IEInternals

A look at Internet Explorer from the inside out. @EricLaw left Microsoft in 2012, but was named an IE MVP in '13 & an IE userAgent (http://useragents.ie) in '14

Bugs in IE8's Lookahead Downloader

Bugs in IE8's Lookahead Downloader

All bugs mentioned in this post are now fixed. 

Internet Explorer has a number of features designed to render pages more quickly. One of these features is called the "Lookahead Downloader" and it's used to quickly scan the page as it comes in, looking for the URLs of resources which will be needed later in the rendering of the page (specifically, JavaScript files). The lookahead downloader runs ahead of the main parser and is much simpler-- its sole job is to hunt for those resource urls and get requests into the network request queue as quickly as possible.

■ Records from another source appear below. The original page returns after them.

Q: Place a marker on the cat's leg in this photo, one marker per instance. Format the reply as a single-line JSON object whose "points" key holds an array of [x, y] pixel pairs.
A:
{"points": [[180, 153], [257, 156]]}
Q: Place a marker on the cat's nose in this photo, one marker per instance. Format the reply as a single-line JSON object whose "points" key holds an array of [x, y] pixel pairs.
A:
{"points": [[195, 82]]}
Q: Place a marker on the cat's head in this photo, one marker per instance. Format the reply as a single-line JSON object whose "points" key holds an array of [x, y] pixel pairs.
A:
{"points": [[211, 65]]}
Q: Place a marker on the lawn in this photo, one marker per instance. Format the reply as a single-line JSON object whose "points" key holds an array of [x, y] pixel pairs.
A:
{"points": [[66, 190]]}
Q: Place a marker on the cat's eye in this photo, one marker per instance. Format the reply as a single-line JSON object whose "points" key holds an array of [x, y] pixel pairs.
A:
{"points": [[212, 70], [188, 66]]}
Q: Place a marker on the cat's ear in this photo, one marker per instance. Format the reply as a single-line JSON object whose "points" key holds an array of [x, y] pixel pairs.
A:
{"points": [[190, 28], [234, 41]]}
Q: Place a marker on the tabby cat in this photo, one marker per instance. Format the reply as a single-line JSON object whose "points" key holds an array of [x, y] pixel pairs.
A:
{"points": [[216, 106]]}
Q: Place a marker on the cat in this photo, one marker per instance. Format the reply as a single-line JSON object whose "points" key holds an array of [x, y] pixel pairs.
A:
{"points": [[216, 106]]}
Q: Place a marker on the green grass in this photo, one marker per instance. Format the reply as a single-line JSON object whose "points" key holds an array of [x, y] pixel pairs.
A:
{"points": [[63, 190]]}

These download requests are called "speculative downloads" because it is not known whether the resources will actually be needed by the time that the main parser reaches the tags containing the URLs. For instance, inline JavaScript runs during the main rendering phase, and such script could (in theory) actually remove the tags which triggered the speculative downloads in the first place. However, this "speculative miss" corner case isn't often encountered, and even if it happens, it's basically harmless, as the speculative request will result in downloading a file which is never used.

IE8 Bugs and their impact
Unfortunately, since shipping IE8, we've discovered two problems in the lookahead downloader code that cause Internet Explorer to make speculative requests for incorrect URLs. Generally this has no direct impact on the visitor's experience, because when the parser actually reaches a tag that requires a subdownload, if the speculative downloader has not already requested the proper resource, the main parser will at that time request download of the proper resource. If your page encounters one of these two problems, typically:

  • The visitor will not notice any problems like script errors, etc
  • The visitor will have a slightly slower experience when rendering the page because the speculative requests all "miss"
  • Your IIS/Apache logs will note requests for non-existent or incorrect resources

If your server is configured to respond in some unusual way (e.g. logging the user out) upon request of a non-existent URL, the impact on your user-experience may be more severe.

The BASE Bug

Update: The BASE bug is now
 
fixed.

The first problem is that the speculative downloader "loses" the <BASE> element after its first use. This means that if your page at URL A contains a tag sequence as follows:

<html><head><base href=B><script src=relC><script src=relD><script src=relE><body>

which requests 3 JavaScript files from the path specified in "B", IE8's speculative downloader will incorrectly request download of URLs "B+relC", and "A+relD" and "A+relE". Correct behavior is to request download of URLs "B+relC", "B+relD", and "B+relE". Hence, in this case, two incorrect requests are sent, usually resulting in 404s from the server. Of course, when the main parser gets to these script tags, it will determine that "B+relC" is already available, but "B+relD", and "B+relE" have not yet been requested, and it will request those correct two URLs and complete rendering of the page.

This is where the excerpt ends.